Most Americans don't see things that way. We may disapprove of those who go around proclaiming that Heaven is exclusively reserved for members of their church. We don't consider them enemies of the state.
But that doesn't mean we've got religious freedom all sorted out in the U.S. of A. To the contrary, we find ourselves in a particularly unsettled time, free-exercise-wise.
For the past several years, we've been consumed with debates over the extent to which religious claims should be allowed to supersede anti-discrimination laws and healthcare mandates. On both sides, partisans have dug in, seeing threats to civilization in even the smallest calls for compromise.
Last year, in the Supreme Court, it was Zubik v. Burwell — the so-called "Little Sisters" case, whereby some religious non-profits insisted that it would violate their religious freedom simply to file for an exemption from the Affordable Care Act's requirement that they provide free contraceptive coverage to their female employees. Because that would "trigger" the provision of such coverage by another party.
This year, it's Trinity Lutheran v. Comer, which concerns the exclusion of a religious preschool from a Missouri program giving grants to non-profits to resurface their playground with recycled tires. Missouri's Constitution prohibits provision of public funds "in aid of any church, sect or denomination of religion."
The question before the Supreme Court is whether the prohibition, at least in the case of that exclusion, violates the U.S. Constitution.
In an amicus brief, the American Jewish Committee, which supported the government's position in Zubik, took Trinity Lutheran's side, arguing reasonably that where a "program or activity at issue is inherently secular in nature and would be perceived by the public as such" religious organizations should be entitled to apply for public funds "on the same terms as secular organizations."
As it happens, Missouri's newly elected Republican governor recently rescinded the exclusion, thereby conceivably rendering the question moot. But just before oral argument Wednesday, both sides urged the justices to go ahead and decide the case on the merits — something the justices seemed inclined to do, and in favor of Trinity Lutheran at that.
What has made this case so neuralgic for strict separationists and so exciting for accommodationists is that, as Emma Green makes clear over at the Atlantic, the facts of the case are so religiously innocuous. "On its surface," writes Green, "Trinity Lutheran seems like it’s just about keeping kids’ knees from getting scraped."

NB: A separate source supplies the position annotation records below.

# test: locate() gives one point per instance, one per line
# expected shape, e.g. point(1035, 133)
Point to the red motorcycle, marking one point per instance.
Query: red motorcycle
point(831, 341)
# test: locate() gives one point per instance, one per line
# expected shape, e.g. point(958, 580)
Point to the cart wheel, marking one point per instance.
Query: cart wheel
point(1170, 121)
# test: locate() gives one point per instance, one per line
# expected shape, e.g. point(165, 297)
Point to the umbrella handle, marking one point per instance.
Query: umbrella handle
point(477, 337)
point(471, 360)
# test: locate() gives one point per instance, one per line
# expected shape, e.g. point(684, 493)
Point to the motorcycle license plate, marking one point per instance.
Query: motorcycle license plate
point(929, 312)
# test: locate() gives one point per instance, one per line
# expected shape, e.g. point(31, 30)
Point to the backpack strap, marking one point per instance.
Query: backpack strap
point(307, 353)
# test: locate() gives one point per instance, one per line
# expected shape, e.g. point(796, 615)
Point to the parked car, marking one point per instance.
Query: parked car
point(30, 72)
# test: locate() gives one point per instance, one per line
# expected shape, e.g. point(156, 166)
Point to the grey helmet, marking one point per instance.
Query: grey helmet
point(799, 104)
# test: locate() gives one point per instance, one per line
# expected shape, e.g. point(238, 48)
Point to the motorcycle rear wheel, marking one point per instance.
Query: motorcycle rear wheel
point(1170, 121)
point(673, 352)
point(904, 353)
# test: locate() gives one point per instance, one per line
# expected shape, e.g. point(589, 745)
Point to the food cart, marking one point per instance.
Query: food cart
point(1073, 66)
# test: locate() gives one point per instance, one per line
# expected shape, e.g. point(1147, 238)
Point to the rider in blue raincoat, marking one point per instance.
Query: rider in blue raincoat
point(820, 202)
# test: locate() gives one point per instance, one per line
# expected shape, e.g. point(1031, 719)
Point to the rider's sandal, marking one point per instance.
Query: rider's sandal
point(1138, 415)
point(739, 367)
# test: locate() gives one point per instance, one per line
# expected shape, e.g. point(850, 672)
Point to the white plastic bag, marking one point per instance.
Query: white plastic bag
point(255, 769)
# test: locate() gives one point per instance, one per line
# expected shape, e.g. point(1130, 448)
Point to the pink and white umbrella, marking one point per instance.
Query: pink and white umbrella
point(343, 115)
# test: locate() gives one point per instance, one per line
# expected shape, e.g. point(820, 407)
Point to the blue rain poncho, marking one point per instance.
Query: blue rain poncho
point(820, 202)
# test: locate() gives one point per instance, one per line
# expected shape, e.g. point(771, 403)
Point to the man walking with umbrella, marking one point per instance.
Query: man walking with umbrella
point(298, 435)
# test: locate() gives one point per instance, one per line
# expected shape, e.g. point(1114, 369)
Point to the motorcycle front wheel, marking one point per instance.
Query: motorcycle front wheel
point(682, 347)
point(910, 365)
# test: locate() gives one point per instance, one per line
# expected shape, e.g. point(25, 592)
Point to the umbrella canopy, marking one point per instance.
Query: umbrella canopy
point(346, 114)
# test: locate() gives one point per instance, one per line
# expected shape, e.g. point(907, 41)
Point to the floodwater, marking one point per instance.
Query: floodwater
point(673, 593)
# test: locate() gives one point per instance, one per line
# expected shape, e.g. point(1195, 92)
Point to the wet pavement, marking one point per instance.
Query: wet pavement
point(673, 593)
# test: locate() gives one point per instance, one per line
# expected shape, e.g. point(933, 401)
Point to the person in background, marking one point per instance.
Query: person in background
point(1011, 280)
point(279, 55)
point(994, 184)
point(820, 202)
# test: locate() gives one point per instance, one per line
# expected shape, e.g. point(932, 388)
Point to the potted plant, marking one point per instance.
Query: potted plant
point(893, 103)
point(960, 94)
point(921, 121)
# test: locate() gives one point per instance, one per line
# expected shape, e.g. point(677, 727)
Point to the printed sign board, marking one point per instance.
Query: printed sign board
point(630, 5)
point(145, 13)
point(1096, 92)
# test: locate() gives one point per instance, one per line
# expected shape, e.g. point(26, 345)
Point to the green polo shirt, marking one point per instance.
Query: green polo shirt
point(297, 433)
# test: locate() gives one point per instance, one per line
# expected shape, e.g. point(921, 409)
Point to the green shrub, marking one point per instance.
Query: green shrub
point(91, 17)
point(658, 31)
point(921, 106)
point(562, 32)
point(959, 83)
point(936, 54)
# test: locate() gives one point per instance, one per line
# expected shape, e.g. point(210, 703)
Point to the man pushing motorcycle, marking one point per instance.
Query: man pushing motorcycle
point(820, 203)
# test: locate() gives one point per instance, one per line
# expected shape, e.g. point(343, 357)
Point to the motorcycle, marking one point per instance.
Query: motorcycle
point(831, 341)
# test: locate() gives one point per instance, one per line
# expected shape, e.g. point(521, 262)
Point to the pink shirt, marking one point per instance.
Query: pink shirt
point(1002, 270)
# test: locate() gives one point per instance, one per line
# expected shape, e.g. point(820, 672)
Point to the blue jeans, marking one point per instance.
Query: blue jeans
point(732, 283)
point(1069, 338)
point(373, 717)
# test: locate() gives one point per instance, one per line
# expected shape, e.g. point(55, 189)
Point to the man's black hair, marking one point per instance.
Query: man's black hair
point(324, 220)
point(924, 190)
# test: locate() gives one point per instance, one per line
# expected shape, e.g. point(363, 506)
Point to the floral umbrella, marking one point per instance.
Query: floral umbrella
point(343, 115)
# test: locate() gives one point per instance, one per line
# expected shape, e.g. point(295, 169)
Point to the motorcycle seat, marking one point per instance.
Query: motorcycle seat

Back in the 1970s and 1980s, the jurisprudence of the religion clauses was sufficiently settled that the Court could be depended on to render a decision that would do no more than move the boundary between the constitutional guarantees of free exercise and establishment a little one way or another.
Nowadays — and with a new accommodationist justice on the Court — all bets are off. In the name of religious freedom, religious organizations could well be made eligible for all sorts of public funding.
To be sure, nothing comparable to Russia's liquidation of the Jehovah's Witnesses is in the offing. But the stakes are big enough.